Disable them on social media
Speaking of peripheral friendships, a great way to lengthen the time it takes to bridge a friend’s breakup is to watch their Instagram Stories regularly. According to Verdolin, “social media really makes it difficult to achieve good endings for all kinds of relationships.” As with a romantic breakup, when you end a friendship, you don’t want to know who your friend is hanging out with, or what they do all the time, or to be fed the terrible political gossip that prompted you to end the relationship. relationship first.

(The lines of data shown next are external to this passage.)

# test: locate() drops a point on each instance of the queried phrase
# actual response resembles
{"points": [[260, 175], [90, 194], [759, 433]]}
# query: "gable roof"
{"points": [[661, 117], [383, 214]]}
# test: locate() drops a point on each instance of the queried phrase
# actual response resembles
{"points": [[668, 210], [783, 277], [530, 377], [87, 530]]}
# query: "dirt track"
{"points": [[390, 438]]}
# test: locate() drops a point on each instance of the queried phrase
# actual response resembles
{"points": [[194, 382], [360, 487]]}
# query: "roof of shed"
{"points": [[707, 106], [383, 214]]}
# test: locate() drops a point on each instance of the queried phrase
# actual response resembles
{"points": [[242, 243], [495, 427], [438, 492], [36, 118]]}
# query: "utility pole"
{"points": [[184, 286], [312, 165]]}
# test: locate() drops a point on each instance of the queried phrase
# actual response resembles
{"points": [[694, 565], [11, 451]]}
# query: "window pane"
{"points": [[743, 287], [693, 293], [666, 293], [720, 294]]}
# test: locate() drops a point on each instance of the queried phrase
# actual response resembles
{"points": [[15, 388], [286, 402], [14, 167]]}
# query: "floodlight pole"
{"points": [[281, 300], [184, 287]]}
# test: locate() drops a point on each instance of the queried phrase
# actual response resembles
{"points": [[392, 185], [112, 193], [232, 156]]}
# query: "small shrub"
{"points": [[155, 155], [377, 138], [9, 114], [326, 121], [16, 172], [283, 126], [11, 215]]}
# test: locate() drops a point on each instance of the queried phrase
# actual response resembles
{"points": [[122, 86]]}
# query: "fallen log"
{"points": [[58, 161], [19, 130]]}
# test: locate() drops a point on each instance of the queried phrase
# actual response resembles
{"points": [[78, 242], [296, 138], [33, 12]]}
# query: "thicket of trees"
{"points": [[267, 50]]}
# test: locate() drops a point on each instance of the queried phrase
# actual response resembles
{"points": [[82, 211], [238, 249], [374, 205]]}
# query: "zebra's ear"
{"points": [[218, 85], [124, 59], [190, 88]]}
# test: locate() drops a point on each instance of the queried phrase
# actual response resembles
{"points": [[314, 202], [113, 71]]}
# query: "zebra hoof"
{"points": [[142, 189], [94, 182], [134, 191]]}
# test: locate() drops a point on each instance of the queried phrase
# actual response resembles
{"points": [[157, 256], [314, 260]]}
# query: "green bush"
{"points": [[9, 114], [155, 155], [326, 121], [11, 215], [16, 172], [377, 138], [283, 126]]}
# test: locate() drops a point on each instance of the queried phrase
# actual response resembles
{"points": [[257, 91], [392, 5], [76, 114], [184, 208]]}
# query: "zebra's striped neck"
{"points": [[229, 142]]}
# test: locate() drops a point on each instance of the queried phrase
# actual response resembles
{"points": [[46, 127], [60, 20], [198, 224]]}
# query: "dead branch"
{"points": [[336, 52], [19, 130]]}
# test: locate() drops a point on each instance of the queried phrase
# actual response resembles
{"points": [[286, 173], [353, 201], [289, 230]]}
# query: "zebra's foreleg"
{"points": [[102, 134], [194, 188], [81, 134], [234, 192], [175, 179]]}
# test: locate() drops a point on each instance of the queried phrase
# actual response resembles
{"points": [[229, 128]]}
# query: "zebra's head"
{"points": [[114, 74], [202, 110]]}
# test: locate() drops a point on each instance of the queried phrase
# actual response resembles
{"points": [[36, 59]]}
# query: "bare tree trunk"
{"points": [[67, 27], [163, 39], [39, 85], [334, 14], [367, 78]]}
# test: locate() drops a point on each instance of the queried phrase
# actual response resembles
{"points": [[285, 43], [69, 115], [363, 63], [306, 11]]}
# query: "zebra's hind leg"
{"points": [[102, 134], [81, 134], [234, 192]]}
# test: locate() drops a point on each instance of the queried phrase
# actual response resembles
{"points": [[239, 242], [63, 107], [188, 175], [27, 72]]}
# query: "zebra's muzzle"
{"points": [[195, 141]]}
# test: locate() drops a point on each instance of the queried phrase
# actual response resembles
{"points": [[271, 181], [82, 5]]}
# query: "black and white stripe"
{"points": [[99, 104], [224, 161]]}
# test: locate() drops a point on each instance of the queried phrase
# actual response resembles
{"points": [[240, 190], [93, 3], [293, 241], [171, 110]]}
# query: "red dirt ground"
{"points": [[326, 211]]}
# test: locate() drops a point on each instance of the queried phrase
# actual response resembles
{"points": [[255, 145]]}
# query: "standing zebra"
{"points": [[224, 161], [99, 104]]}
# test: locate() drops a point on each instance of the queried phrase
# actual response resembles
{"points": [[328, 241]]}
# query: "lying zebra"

Unfollow them or turn them off on Twitter, turn them off or remove them from Facebook friends, and turn them off or unsubscribe from Instagram. Removing them entirely from your life may seem overwhelming, but it gives you more room to move on.
Allow yourself to grieve
To end a friendship is a real loss. As exhausting as the relationship is, when you let go of a friend, you lose a whole part of yourself. And while tossing something that was starting to feel poisonous is certainly encouraging, it will also make you sad. This is normal and normal, and you should allow yourself to feel the sadness, not write it off. Unfortunately, society places a lot of emphasis on ending romantic relationships and not enough on ending friendships, but the latter can be just as painful.
“It’s very difficult to end a relationship,” says Verdolin. “Depending on how strong this friendship is in the past, we experience grief.”
Some ways to overcome this grief process include keeping a journal, immersing yourself in activities and hobbies that you love or loved before, and finding new social groups that suit you better than the relationship you had with your now ex-friend. … “We all have friends for a reason or a season, and then when the season or reason changes, you can move on and separate, and there really isn’t any harm or foul,” O’Connor says. And if your ended friendship was strong enough to begin with – and the breakup was mutually respectful and clean – you can always reconcile when both sides are ready.